A flow chart of visits with participant numbers.

Participants

Original first recruitment was conducted via the National Spiritual Assembly of the Bahá'ís of Germany (23), who spread the information via email to all Bahá'ís in Germany. For the aims of this study, 172 healthy volunteers were screened, and 144 were considered eligible (see below) for the questionnaire survey and were enclosed between January and February 2018. All eligible individuals filled out electronic questionnaires on subjective physical and psychological effects of Bahá'í fasting (group “BQ”).

Of these, all the participants living in the wider region of Berlin were invited to participate in the additional laboratory tests reported upon here.

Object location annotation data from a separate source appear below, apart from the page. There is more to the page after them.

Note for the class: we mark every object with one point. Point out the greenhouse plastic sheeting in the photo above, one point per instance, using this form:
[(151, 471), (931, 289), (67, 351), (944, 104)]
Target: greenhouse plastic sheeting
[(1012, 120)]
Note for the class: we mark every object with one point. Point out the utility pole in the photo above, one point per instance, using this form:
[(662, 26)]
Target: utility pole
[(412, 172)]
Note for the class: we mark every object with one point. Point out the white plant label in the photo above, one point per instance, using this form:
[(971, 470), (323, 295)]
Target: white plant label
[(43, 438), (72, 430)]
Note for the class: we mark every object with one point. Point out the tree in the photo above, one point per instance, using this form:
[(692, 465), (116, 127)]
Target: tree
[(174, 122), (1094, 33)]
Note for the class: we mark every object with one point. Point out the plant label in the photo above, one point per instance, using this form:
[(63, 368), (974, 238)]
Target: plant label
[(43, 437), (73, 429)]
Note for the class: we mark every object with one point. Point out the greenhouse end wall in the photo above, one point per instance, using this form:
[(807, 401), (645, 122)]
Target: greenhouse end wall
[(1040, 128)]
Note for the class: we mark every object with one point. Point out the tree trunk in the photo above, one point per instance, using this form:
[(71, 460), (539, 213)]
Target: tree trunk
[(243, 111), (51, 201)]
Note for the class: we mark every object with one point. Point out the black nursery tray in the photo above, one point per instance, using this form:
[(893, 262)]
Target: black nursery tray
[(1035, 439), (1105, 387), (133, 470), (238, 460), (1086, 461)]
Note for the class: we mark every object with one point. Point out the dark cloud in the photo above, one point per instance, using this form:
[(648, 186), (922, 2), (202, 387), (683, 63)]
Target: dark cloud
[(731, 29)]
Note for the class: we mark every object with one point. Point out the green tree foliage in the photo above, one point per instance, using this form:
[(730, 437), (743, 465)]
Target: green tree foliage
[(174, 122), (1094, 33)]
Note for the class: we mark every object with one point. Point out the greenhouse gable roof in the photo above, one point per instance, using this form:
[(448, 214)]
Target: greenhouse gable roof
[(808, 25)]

Thirty-four subjects could be enclosed in this sub-study with its tests for physiological parameters (group “PP”), giving their informed written consent. Again, 17 of these 34 participants agreed to donate additional blood samples for chronobiological measurements and to answer additional questionnaires (group “CB”). The results of the psychometric questionnaires, as well as those of individual in-depth and focus group interviews and another subgroup concentrating on metabolic responses, will be reported separately.

Eligibility Criteria

The participants were screened at the IM and then referred to all sub-studies.

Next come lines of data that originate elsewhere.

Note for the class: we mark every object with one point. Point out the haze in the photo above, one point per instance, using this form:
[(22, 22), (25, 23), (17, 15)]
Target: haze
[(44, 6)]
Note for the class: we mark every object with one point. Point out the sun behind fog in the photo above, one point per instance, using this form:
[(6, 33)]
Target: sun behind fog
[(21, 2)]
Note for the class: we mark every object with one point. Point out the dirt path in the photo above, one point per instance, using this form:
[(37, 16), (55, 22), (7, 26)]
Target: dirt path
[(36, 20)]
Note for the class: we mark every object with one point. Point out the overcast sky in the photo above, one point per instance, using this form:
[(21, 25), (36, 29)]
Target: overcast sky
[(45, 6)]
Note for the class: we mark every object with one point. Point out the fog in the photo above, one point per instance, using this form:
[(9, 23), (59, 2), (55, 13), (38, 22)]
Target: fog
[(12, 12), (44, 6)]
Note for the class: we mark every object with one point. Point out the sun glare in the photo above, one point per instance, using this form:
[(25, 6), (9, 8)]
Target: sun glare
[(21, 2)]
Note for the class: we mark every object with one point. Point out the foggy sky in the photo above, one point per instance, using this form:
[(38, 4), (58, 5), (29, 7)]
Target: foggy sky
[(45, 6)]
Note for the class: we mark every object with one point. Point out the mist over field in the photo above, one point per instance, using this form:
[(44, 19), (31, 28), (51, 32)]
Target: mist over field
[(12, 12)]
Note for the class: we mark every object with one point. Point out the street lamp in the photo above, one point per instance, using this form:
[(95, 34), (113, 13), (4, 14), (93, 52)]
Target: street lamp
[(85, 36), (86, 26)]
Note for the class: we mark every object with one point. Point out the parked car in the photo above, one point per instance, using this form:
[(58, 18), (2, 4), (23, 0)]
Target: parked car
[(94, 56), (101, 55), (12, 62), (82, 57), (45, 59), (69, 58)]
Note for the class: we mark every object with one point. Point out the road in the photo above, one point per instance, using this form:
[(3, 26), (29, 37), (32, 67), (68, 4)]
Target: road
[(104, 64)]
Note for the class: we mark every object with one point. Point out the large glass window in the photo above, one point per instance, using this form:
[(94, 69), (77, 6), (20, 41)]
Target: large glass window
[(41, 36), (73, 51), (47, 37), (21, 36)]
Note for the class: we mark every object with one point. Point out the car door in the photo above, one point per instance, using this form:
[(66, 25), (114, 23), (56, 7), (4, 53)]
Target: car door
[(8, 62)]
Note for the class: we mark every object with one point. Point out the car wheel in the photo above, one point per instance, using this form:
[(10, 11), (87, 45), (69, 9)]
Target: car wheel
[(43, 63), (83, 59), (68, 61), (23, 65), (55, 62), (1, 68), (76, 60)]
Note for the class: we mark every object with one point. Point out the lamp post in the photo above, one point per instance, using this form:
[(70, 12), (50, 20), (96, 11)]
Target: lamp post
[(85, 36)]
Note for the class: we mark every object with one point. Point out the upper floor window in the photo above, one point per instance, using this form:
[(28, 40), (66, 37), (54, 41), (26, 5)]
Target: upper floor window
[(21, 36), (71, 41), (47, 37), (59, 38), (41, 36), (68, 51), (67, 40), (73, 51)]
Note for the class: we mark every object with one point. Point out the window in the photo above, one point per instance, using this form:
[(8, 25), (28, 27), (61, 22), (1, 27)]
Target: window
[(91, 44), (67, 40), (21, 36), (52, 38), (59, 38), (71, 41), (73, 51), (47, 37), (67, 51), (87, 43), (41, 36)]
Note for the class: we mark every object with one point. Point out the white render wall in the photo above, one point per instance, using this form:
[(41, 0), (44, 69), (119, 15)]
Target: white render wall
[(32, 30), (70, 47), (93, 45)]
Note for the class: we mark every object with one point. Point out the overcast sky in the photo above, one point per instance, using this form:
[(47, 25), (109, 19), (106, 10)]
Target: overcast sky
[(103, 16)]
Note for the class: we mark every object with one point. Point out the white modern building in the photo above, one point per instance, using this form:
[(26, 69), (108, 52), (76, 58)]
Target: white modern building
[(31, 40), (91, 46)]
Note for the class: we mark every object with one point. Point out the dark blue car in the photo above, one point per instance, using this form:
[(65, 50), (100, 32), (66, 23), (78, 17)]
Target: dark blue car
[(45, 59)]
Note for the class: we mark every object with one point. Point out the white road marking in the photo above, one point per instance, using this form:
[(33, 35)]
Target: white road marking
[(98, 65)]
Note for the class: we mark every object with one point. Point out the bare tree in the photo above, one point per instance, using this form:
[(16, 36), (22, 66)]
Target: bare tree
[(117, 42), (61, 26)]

Inclusion criteria were registered membership in the Bahá'í community, planned adherence to fasting in the upcoming fasting period and age between 18 and 69 years (children and elderly are exempt from the religious duty to fast, and, because of the necessity for informed consent, no youth between 15 and 17 years were recruited for the study).

Exclusion criteria were: scheduled interruption of the fast for more than 5 days (for e.g., due to planned travel), pregnancy or breastfeeding, serious physical, or psychological illness, known eating disorder, participation in another study, no email address (because of electronic questionnaires). Individuals who worked in shifts and planned long-distance travel shortly before and during the study period were also excluded from eligibility for the chronobiological measurements.

Outcomes/Variables

Primary outcome measures were the hydration status of fasting individuals and changes in serum osmolality and urine osmolality in 12- and 24-hour-urine samples. Secondary outcome measures were anthropometric parameters, such as body weight, BMI, body composition via bioelectrical impedance analysis (BIA, measured by the octapolar BIACORPUS RX 4004M®) and the waist-to-hip ratio. The resting metabolic rate was calculated by an algorithm implemented in the BIA software provided by the manufacturer. Blood pressure, heart rate, and standard blood count were assessed alongside metabolic parameters, such as ketone bodies in capillary blood (on the spot, with ACCU-CHEK® device) and urine, blood glucose levels, glycosylated hemoglobin (HbA1c), fructosamine, C-reactive protein, liver enzymes, and serum cholesterol. Additionally, the fluid balance was assessed by kidney parameters, 12- and 24-hour urine creatinine clearance, serum electrolytes, acid-based balance measured by blood gas analysis (on the spot, with the ABL80 FLEX® blood gas analyser), 24-hour and spontaneous urine osmolality, 24-hour urine specific gravity, and cystatin C. All laboratory parameters were measured at Labor Berlin, unless otherwise indicated. As most laboratory measurements had to be carried out in a fasting state, they were carried out between 7:30 a.m. and 11:00 a.m. outside of the fasting period, while, during BF, as most subjects would have breakfast before sunrise, the measurements were done between 4:30 p.m. and 6:30 p.m., if not otherwise indicated.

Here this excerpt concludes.